New EU Regs Spell Likely End to Euro Markets for American Horse Meat
By Steven Long
HOUSTON, (Horseback) – Despite claims by pro-horse slaughter activists who would seemingly put a slaughterhouse on every rural main street, the market for American horse meat just dwindled to almost nothing. The European Union released its 2013 regulations for meat imported into the 27 countries.
Under the new regulations, all horses and burros destined for slaughter and export to Europe must have a passport that shows they are free from substances such as phenalbutazone (bute), and clenbuterol. Such substances never leave an animal’s body and are carcinogens. The U.S. Food and Drug Administration bans their use in all food animals.
Almost all U.S. horses have been administered a dose of bute during their lifetime.
“These new rules would appear to make the entire issue of horse slaughter in America moot.

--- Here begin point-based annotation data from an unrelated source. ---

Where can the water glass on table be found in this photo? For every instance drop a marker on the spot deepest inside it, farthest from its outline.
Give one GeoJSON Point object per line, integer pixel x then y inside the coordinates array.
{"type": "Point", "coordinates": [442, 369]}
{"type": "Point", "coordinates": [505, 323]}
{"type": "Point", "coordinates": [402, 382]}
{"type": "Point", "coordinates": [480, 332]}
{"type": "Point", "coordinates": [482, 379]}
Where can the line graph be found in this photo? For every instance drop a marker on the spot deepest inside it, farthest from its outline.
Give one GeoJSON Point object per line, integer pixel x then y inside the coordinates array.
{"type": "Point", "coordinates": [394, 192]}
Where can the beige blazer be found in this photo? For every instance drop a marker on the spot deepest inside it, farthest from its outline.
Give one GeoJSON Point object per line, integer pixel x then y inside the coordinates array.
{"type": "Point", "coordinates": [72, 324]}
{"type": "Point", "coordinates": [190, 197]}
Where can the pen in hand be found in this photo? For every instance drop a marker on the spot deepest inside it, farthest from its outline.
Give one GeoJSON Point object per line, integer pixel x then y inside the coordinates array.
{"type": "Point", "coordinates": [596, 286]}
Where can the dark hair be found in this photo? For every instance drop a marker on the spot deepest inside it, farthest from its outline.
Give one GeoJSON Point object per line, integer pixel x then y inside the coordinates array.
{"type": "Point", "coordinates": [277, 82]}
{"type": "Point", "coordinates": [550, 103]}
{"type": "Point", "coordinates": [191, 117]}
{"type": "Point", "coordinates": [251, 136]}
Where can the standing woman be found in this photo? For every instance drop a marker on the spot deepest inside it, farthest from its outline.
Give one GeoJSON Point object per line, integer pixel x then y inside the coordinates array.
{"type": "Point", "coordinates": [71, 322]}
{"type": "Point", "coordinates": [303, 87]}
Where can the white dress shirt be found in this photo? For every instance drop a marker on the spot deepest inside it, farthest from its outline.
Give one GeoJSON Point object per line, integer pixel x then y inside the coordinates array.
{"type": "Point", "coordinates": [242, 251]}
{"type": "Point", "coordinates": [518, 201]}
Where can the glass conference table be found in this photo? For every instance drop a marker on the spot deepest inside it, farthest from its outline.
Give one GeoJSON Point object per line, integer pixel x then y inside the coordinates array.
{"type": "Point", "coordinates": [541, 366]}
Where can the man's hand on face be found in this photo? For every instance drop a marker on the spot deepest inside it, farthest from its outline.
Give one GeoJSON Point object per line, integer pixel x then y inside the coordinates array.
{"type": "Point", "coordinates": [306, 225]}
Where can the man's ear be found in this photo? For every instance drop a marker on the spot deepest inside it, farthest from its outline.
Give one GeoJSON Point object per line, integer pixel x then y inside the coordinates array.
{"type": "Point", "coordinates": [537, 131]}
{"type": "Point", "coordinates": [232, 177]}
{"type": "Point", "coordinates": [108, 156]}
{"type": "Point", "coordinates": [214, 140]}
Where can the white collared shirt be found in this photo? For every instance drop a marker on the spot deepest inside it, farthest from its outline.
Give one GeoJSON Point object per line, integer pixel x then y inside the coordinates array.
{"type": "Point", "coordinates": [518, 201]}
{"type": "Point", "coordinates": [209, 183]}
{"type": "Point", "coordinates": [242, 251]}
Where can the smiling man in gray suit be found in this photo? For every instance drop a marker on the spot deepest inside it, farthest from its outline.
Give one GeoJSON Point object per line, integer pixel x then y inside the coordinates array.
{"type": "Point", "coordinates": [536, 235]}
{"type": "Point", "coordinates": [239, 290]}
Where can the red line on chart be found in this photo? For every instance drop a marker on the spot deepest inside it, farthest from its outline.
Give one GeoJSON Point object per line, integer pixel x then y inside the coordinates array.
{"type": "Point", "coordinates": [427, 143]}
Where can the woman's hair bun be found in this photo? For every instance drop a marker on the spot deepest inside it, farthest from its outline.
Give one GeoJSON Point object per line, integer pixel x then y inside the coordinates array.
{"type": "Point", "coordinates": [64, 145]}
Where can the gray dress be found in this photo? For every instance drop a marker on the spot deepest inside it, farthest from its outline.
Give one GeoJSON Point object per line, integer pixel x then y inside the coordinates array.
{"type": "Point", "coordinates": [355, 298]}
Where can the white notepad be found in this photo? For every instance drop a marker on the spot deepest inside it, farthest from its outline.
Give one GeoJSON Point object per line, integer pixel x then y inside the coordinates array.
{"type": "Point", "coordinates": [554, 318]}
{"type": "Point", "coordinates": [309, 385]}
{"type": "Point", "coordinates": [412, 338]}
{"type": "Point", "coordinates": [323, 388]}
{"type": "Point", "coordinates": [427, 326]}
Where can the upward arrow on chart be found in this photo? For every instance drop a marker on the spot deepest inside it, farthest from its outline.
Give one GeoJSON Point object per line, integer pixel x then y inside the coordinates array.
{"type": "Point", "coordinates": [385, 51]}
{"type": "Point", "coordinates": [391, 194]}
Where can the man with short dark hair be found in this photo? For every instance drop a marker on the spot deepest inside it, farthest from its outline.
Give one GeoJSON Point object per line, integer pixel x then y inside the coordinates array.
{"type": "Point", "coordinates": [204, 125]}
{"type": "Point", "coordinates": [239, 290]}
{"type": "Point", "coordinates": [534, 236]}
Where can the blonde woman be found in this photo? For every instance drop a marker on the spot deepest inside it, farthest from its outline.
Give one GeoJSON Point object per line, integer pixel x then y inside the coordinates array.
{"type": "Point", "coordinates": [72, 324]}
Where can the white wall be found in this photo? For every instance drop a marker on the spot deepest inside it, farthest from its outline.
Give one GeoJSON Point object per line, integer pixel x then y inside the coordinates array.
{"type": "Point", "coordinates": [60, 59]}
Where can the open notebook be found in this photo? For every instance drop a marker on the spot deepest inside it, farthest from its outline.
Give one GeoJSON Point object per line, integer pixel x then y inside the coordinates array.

If these guidelines are enforced, virtually every horse in America will become ineligible for slaughter,” said John Holland, president of the Chicago based Equine Welfare Alliance, the most prominent among the groups fighting to ban slaughter in the United States.
Holland said the issue of horse slaughter to benefit a relative few American breeders and horse owners is forcing unexpected problems for the overwhelming majority of horse owners from coast to coast who have nothing to do with the meat trade.
“There has been a lot of postulating about the “unintended consequences” of the 2007 inspections ban. Now the American horse industry will realize the unforeseen consequences if we are to continue to ship our excess horses to slaughter. It will require tracking of every drug given to a horse, the loss of our most effective and inexpensive medications and hugely increased veterinary costs overall. The days of that tube of bute being stashed in the grain room will be over,” Holland said.
The EU is putting teeth into strict enforcement of regulations that began in 2010 when the European nations warned horses coming to those countries from abroad must be in full compliance within three years. That time span has nearly lapsed.
The strict new passport regulations are contained in a European Commission document titled Imports of Animals and Food of Animal Origans From Non-EU Countries.
As is usually the case, Wallis has not returned emails or phone calls from Horseback seeking comment on the EU developments.
In an additional blow to the budding U.S. horse meat industry, it was leaned today that the Europeans have also have found Bute and Clinbuterol in Canadian horse product exported to Europe.
“It appears the Europeans have finally awoken to the abject reality of our many warnings that they are being fed unsafe horse meat. Their recent finding of phenylbutazone in samples of frozen Canadian horse meat shows that they are beginning to perform real tests, but if they routinely tested kidneys they would be in for a real shock!” Holland said.